Syria’s foreign-backed opposition group, the so-called Syrian National Coalition (SNC), says it is not attending ongoing Geneva negotiations with the United Nations special envoy to Syria.
Hisham Marwa, deputy head of the SNC, on Monday dismissed the talks with UN envoy Staffan de Mistura in the Swiss city as “unimportant.”
De Mistura began talks on May 5 with the participation of parties engaged in the Syrian crisis, including the Syrian government’s envoy to the UN in Geneva, Hussam Eddin Ala.
Marwa further criticized de Mistura’s decision to invite some 40 “dissidents, artists, civil society organizations and research centers” to attend the talks as a sign of his lack of seriousness.
“It became clear to us that he does not treat the coalition in a way that gives the impression that he is serious about finding a solution,” he said.
Instead of taking part in the talks, a member of the coalition will travel to Geneva to deliver two letters addressed to de Mistura and UN Secretary General Ban Ki-moon.
“The letters lay out our vision for a political solution as well as our observations on de Mistura’s performance,” Marwa said.
In response, de Mistura said later on Monday that he has taken note of the coalition’s decision but still looks forward to the arrival of the group’s envoy to Geneva to hear the opposition’s points of view.

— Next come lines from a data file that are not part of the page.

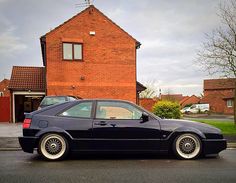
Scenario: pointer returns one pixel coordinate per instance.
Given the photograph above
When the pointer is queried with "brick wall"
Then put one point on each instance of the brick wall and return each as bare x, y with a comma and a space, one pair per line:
217, 100
4, 87
108, 69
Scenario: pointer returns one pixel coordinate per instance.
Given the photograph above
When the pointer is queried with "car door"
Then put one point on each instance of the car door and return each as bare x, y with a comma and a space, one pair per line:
77, 121
119, 125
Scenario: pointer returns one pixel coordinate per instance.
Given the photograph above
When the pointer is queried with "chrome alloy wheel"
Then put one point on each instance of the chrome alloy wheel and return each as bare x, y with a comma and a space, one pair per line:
188, 146
53, 146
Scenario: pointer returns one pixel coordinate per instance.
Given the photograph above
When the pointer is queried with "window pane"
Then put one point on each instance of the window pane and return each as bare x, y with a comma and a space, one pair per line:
229, 103
81, 110
53, 100
117, 110
67, 51
78, 51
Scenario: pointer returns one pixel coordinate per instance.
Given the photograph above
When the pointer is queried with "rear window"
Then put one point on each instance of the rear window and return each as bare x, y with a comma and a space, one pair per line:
53, 100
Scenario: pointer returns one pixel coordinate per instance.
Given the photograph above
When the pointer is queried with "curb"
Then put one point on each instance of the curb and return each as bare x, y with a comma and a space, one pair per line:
229, 146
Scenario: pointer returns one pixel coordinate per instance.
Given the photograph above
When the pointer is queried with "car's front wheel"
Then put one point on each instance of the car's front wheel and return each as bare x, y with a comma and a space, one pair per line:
53, 147
187, 146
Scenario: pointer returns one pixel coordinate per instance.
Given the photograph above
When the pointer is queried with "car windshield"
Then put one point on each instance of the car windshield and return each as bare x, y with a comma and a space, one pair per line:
52, 100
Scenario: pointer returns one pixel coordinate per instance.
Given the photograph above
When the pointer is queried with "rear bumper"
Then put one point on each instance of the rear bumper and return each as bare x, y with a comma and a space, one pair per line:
28, 143
214, 146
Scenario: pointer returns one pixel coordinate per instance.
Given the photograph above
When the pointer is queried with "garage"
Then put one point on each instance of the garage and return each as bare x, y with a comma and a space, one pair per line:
25, 103
27, 88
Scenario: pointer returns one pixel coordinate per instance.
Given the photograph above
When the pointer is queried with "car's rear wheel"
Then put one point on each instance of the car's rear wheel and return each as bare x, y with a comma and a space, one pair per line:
53, 147
187, 146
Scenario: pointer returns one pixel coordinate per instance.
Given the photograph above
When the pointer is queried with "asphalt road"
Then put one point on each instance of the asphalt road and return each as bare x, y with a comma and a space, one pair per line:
17, 166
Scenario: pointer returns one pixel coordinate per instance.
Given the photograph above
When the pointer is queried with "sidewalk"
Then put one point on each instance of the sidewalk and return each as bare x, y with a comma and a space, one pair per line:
9, 133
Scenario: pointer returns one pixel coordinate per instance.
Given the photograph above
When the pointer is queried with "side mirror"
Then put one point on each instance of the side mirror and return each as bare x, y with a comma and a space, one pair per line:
145, 117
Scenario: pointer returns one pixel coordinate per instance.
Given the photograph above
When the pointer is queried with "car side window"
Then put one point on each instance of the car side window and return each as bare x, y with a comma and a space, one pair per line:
81, 110
117, 110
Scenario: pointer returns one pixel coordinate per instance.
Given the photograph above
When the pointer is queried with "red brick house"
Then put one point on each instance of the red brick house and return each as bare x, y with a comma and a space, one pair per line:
4, 88
89, 56
189, 100
219, 93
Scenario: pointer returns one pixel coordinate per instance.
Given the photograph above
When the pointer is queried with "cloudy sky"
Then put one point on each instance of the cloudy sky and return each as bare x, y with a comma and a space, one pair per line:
171, 32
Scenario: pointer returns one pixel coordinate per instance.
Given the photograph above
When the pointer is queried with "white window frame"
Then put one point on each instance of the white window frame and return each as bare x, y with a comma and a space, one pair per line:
229, 103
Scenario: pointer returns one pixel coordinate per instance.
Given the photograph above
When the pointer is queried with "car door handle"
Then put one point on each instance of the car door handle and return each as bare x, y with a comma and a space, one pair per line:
101, 123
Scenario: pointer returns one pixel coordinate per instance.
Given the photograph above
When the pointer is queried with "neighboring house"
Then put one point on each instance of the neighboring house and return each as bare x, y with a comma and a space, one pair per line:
189, 100
4, 92
90, 56
219, 93
172, 97
27, 87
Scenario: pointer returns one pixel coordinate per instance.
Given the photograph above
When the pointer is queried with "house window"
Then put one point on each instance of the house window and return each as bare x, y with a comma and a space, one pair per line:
72, 51
229, 103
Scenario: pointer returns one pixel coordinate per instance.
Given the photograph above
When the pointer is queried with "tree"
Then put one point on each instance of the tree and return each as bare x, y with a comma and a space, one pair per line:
218, 53
150, 92
167, 109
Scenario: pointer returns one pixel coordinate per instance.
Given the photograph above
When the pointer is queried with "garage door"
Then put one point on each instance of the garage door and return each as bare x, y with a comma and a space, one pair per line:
4, 109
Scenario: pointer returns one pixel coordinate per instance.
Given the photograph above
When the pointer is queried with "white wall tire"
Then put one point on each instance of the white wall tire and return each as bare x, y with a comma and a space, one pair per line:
187, 146
53, 147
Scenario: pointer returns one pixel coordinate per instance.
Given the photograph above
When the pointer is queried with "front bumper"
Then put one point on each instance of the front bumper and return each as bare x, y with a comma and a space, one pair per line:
214, 146
28, 143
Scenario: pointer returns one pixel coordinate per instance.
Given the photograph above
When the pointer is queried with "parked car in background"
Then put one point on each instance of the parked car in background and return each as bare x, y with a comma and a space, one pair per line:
114, 126
51, 100
185, 110
196, 108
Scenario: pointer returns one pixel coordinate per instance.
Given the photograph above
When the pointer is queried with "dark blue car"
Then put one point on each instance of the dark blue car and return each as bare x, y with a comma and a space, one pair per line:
114, 125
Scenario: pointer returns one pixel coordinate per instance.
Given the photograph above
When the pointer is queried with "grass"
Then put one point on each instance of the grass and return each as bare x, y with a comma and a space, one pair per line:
227, 127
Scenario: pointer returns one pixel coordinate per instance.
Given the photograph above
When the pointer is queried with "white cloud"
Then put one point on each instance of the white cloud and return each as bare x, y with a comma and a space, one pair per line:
10, 43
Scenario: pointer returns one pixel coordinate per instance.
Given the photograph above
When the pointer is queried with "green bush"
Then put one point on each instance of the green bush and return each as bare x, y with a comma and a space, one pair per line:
167, 109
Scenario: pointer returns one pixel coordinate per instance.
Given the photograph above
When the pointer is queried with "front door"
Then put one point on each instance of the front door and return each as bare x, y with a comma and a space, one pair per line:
118, 125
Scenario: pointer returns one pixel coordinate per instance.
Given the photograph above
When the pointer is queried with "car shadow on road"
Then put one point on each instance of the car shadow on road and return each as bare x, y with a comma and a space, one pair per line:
118, 156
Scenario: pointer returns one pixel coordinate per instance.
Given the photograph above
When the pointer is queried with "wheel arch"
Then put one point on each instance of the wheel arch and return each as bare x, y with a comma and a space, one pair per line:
54, 130
183, 130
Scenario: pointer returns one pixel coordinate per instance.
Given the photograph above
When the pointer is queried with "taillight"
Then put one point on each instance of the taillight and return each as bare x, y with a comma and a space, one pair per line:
26, 123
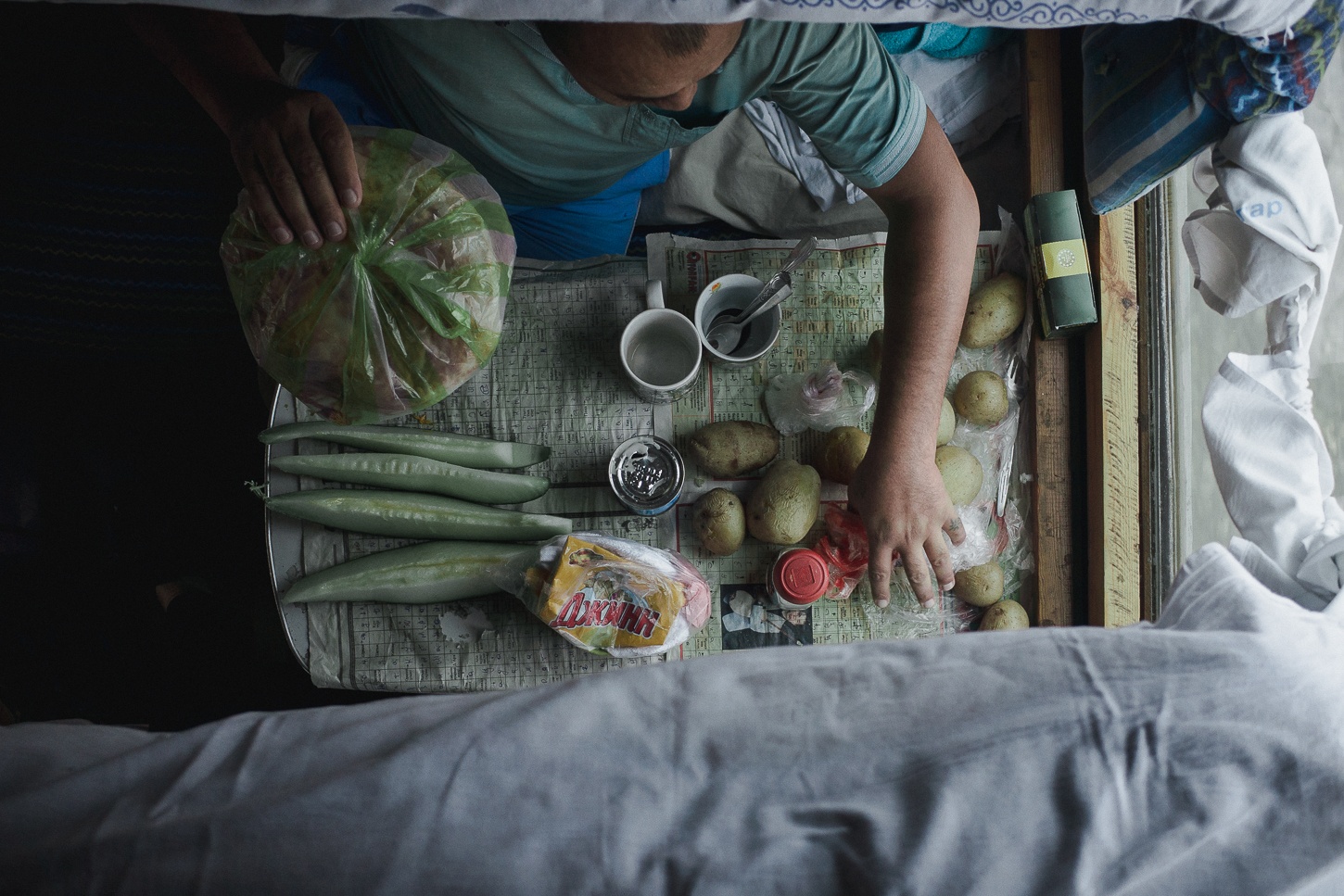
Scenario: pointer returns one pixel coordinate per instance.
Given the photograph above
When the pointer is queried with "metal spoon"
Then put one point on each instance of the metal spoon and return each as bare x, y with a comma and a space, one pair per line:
725, 332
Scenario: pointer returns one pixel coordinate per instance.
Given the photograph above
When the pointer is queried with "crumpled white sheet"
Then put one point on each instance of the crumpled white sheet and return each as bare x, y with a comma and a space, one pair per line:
968, 97
1245, 18
1269, 238
1270, 232
1200, 755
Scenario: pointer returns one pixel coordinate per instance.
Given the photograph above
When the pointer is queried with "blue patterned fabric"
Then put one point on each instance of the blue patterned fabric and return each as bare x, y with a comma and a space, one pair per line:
940, 41
1158, 95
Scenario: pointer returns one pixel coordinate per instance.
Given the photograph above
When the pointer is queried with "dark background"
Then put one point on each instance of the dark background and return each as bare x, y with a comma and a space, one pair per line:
131, 400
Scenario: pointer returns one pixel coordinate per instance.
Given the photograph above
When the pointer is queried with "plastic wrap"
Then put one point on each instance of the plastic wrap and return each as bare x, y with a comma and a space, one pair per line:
611, 595
821, 399
400, 312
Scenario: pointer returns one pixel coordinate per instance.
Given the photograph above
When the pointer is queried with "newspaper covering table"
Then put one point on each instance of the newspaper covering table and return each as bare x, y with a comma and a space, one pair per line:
555, 379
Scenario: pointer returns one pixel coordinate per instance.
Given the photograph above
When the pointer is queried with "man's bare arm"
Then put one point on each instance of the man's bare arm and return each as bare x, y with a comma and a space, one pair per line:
933, 226
290, 146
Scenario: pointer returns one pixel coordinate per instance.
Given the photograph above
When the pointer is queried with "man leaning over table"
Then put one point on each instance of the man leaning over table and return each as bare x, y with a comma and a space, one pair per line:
569, 121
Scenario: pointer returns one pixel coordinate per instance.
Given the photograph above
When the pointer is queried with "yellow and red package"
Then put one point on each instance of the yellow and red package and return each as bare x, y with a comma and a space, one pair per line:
615, 597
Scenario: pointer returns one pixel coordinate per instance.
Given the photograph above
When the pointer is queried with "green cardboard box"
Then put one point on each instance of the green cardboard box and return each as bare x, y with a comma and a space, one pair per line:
1059, 265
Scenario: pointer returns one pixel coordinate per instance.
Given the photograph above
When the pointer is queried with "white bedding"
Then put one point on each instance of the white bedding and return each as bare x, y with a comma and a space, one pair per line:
1248, 18
1200, 755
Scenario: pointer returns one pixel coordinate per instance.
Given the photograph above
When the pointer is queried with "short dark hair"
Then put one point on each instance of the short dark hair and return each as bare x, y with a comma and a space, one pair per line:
675, 41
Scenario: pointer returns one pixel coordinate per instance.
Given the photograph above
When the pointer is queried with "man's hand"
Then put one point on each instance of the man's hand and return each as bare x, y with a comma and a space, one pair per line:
905, 510
934, 221
298, 163
290, 146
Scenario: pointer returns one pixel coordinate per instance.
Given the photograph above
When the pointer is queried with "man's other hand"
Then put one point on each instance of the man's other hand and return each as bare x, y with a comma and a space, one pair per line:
298, 163
905, 510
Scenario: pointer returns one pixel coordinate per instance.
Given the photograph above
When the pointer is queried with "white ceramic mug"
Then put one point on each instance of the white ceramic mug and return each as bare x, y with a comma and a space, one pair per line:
732, 293
660, 349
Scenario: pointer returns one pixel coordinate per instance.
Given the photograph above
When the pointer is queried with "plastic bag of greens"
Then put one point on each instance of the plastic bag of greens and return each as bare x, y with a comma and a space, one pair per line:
400, 312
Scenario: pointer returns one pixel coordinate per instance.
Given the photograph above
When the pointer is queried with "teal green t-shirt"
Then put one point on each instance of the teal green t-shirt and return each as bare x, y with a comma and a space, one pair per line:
495, 93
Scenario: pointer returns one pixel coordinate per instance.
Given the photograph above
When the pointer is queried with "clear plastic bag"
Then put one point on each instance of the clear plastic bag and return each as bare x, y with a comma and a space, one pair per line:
611, 595
821, 399
400, 312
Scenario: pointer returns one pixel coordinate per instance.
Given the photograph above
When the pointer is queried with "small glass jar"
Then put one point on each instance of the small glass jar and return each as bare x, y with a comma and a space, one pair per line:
799, 578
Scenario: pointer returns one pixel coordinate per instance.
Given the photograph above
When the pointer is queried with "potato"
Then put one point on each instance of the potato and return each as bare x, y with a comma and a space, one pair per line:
784, 504
732, 448
875, 343
994, 310
840, 453
961, 473
719, 522
982, 397
946, 422
1004, 617
980, 586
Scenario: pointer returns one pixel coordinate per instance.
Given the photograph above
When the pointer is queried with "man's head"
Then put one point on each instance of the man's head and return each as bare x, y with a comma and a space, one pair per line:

Previous UN-mediated talks on Syria, dubbed Geneva I and II, failed to reach a solution to end the four-year conflict.
The two conferences ended in failure after foreign-sponsored opposition figures in the talks refused to discuss widespread terrorism in the country and persisted in demanding the ouster of Syrian President Bashar al-Assad as a precondition.
Syria has been grappling with a deadly crisis since March 2011. The violence fueled by Takfiri groups has so far claimed the lives of over 222,000 people, according to the so-called Syrian Observatory for Human Rights.
The United Nations High Commissioner for Refugees (UNHCR) says over 7.2 million people have been internally displaced, and more than 3 million have been forced to flee the country.